True enough, the law cant' always help. I was stalked for over a year with no legal recourse than to file police report after police report. The guy was clever and too slippery to get caught----

fortunately, those police reports came in handy in his day in court w/the mother of his kids. They were used against him. So in a way, justice did prevail---it only took several years to prevail. Those wheels grind slowly for those of waiting.

:angryfire :imbar :uhoh21: :o

It has to so with self-esteem and control. It also has to do with enabling. Their spirit is broken. They are made to believe that they deserve the abuse and the abuse is their fault. Fear of dying sometimes is the reason they stay. embarrassment if friends and family find out. the feeling of being outcast and not having a place to stay, esp. if children are involved. They do not see the grave danger they and their children are in. And if they love someone, the "I'm sorry and I'll never do it again" always works. Yeah. Right.

Specializes in ICU, ER, HH, NICU, now FNP.

There was a man here in Dallas - a successful attorney(?) who lived in the "moneyed" part of town. He subjected his wife and 2 daughters to abuse over the years. The wife filed for divorce and sole custody. The judge gave the father visitation without supervision even though he continued to make threats. He rented a pricey apartment in a popular singles district, picked up his kids for visitation and took them to his loft. He called the mother on the phone and while he had her on the phone he shot and killed both girls - ages 5 and 8 as I recall.

There were PLENTY of opportunities to prevent this - in fact the woman HAD filed for a restraining order to stop the visitation and it had been granted but had not been served. God forbid SHE be allowed to deny him visitation!!!!!!

The politicos talk tough, but they can't do anything without laws with teeth.

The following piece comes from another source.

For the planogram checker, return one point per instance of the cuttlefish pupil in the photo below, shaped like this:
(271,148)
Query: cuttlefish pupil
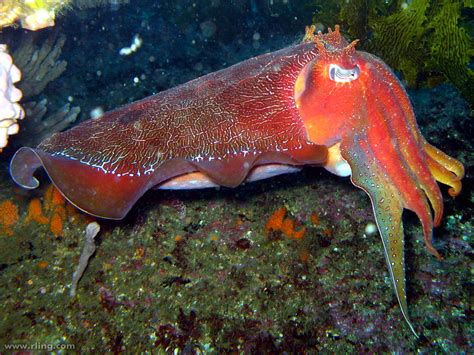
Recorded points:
(343,75)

Specializes in ICU, ER, HH, NICU, now FNP.

http://www.freerepublic.com/focus/f-news/1037277/posts

ETA: I will say that the comments under the story from readers are somewhat eye opening as to why people DON'T get help if these are the prevailing attitudes. The "blame the victim" mentality is pervasive and common, but it isn't contructive and it does nothing as far as moving away from DV and towards a solution.

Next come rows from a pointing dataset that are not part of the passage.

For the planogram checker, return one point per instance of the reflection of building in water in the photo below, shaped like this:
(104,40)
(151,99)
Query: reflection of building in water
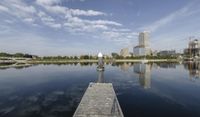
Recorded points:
(193,48)
(167,65)
(125,66)
(100,77)
(144,71)
(194,69)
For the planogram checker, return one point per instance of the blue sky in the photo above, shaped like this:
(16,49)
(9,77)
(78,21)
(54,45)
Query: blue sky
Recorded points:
(74,27)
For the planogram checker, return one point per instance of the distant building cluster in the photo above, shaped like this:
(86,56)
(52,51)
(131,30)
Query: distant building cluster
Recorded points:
(193,49)
(167,53)
(124,52)
(143,47)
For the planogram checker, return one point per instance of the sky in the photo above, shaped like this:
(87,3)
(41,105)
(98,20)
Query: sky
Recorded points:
(76,27)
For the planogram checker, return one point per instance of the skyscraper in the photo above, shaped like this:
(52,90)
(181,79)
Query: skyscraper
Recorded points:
(144,39)
(142,48)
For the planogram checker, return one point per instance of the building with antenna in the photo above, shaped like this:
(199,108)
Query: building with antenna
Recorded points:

True enough, the law cant' always help. I was stalked for over a year with no legal recourse than to file police report after police report. The guy was clever and too slippery to get caught----

fortunately, those police reports came in handy in his day in court w/the mother of his kids. They were used against him. So in a way, justice did prevail---it only took several years to prevail. Those wheels grind slowly for those of waiting.

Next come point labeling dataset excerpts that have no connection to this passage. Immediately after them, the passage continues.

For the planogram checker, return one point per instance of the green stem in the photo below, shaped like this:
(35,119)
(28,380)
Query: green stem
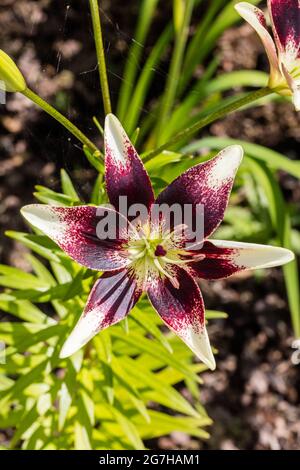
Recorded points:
(61,119)
(100,55)
(227,109)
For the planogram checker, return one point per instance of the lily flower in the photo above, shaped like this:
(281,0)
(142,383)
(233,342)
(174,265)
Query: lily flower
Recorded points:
(150,256)
(284,51)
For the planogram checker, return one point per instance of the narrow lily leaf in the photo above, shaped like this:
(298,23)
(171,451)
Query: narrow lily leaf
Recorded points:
(67,186)
(18,279)
(282,225)
(129,429)
(162,424)
(37,243)
(158,390)
(146,13)
(64,404)
(81,437)
(147,346)
(23,309)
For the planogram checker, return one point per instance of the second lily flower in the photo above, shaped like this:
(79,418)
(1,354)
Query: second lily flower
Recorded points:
(285,61)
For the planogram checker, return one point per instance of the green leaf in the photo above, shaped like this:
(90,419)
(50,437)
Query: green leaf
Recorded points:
(67,186)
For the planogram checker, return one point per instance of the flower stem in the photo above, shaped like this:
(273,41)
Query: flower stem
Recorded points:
(227,109)
(100,55)
(61,119)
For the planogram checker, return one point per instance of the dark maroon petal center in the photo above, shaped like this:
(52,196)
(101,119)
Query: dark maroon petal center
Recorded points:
(160,251)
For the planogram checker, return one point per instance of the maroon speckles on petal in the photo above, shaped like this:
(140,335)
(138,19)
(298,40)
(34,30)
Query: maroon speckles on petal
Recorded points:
(110,300)
(286,24)
(218,262)
(112,297)
(208,184)
(261,17)
(77,236)
(125,173)
(179,307)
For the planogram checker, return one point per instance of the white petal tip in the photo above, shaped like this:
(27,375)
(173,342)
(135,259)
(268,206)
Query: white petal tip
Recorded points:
(112,124)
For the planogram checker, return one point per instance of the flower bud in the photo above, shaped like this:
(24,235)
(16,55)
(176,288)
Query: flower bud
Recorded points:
(11,78)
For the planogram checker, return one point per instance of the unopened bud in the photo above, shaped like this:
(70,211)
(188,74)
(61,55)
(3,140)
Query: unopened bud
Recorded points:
(11,78)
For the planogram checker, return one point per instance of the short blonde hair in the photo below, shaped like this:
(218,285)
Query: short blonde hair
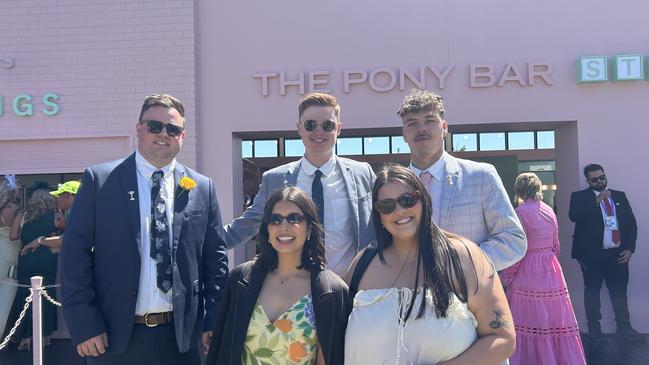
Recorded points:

So true Deb. Back in the '70's the law couldn't have cared less about DV. It was considered a "private matter". I remember one time when my dad came home, and hit my mom with a closed fist as soon as she opened tthe door for him, splitting her chin WIDE OPEN and spraying blood everywhere. The cops showed up, looked at her, and said NO LIE, "Ya got any proof he did this to you lady?" Here she is standing in the driveway blood all over her, me, and the driveway and their asking for PROOF? Children's testimony didn't count back then, so I couldn't say anything. Then my dad said the ultimate: "Well officer, She beat herslf up." HOW SICK IS THAT? Guess what? The law believed him and left, with the situation even more dangerous than before. My dad has been dead going on 3 years,and the flashbacks and nightmares still come from being a child witness.You nurses that are sharing your stories here are not just survivors, you are true HEROES. Thank you so much. DV is Americas's "Dirty Little Secret" and it MUST END if any of us are to survive. WW.